The format of the calorie labelling used in this study was different to the one used by chain restaurants in US, UK and Australia. The only country that provides some rules regarding the format of the labels is the US. The rule only requires calorie labels to be the in same font size as the font used for the price or the font used for the food item, whichever is the smallest. It seems that the key to the success of calorie labelling is visibility14, 22, 23, 24 but ironically the US rule requires calorie labels to match the font size of the smallest element, which is usually the price for obvious reasons. We used labels that could not be missed because of their size and placement, that is, directly in front of each food item.

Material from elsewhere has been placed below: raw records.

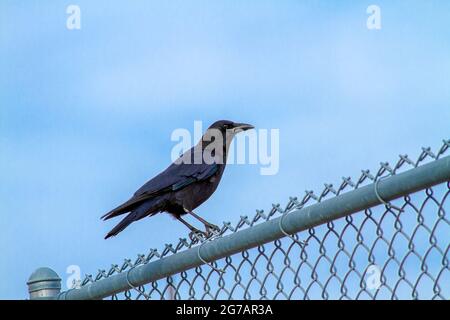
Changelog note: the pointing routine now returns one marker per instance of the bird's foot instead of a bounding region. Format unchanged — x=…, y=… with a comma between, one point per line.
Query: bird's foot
x=212, y=229
x=197, y=235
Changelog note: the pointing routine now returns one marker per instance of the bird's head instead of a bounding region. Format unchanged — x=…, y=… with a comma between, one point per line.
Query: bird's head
x=225, y=126
x=222, y=132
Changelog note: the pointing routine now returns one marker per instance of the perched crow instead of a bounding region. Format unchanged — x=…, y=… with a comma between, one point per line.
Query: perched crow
x=185, y=184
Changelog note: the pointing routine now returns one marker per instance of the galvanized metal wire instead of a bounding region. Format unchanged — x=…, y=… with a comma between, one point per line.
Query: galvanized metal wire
x=399, y=250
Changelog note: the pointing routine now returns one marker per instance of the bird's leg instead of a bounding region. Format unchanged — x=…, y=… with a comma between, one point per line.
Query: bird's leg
x=209, y=227
x=194, y=230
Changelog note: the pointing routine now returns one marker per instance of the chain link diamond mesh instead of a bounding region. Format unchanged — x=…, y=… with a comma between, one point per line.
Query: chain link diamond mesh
x=378, y=253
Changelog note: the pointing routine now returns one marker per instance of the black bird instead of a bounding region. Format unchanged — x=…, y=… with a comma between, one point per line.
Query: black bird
x=185, y=184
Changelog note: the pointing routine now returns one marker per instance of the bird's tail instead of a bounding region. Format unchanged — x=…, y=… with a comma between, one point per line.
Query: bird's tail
x=146, y=209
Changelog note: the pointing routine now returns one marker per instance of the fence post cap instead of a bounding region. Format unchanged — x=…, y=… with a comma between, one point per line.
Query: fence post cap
x=44, y=283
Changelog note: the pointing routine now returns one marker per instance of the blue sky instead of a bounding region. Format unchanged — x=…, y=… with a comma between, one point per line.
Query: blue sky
x=86, y=115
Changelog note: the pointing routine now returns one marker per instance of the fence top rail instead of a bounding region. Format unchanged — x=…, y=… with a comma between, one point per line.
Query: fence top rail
x=388, y=183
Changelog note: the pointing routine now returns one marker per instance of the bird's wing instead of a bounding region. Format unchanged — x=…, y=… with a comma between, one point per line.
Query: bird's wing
x=175, y=177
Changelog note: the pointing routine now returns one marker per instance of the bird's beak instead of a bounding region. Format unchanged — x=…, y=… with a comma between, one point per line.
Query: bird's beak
x=242, y=127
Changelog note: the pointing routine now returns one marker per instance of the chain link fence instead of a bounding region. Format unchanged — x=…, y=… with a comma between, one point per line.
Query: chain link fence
x=396, y=249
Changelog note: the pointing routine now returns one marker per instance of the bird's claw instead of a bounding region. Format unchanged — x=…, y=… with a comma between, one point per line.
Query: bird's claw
x=212, y=229
x=197, y=235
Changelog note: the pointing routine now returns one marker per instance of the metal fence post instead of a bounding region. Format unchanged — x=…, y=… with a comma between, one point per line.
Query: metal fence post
x=44, y=283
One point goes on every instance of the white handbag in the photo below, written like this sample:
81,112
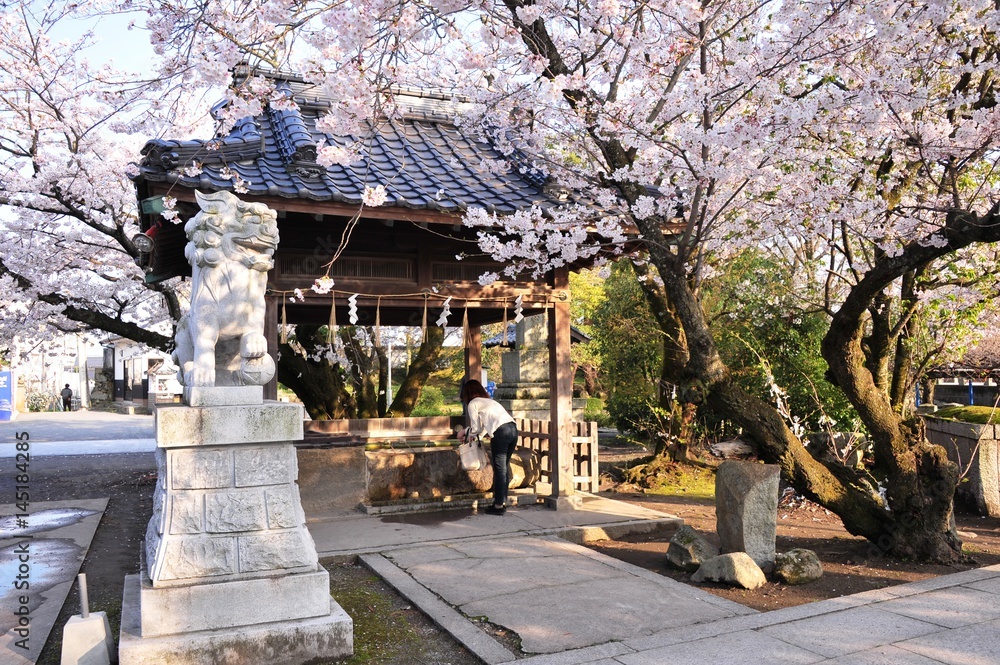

There are of course limitations incurred by study design, which should prompt caution in extrapolating our results. Using subjects in a catered residential setting was immensely valuable, allowing a rare opportunity for detailed data collection, but we had access only to one site, so a randomised design was not possible. Furthermore, similar studies in other settings would be reassuring, but they are hard to design and agreements with caterers are difficult to obtain. We only included young adults of normal body mass index, so our results may not be applicable to other age groups or to those that are already overweight or obese. However, young adulthood is critical period for rapid weight gain, and obesity development in both the US25 and the UK.26 Our fixed-order design may have resulted in relatively conservative results. Period 2 was 10 weeks without calorie labelling, but we did not introduce any ‘washout period’ which may not have allowed calorie choices to return to true baseline. There was a significant increase in the mean number of calories chosen during this period but we cannot be sure if there would be an even higher increase should the participants had a washout period.

Conclusions

Prominent calorie labelling can lead to significant reductions in calories, fat, saturated fat and sodium content of the meals chosen by young adults. Although calorie labelling also led to a significant reduction in most micronutrients, intake of those was not impaired as most of them were well above the recommended levels. Providing simple nutrition information in the form of calorie labelling seems to be sufficient for preventing weight gain and reduce fat and saturated fat intake. Wider adoption of calorie labelling in all businesses providing food, irrespective of their size and setting guidelines/legislation on the formatting and placement of calorie labels should be the next steps in public health policies.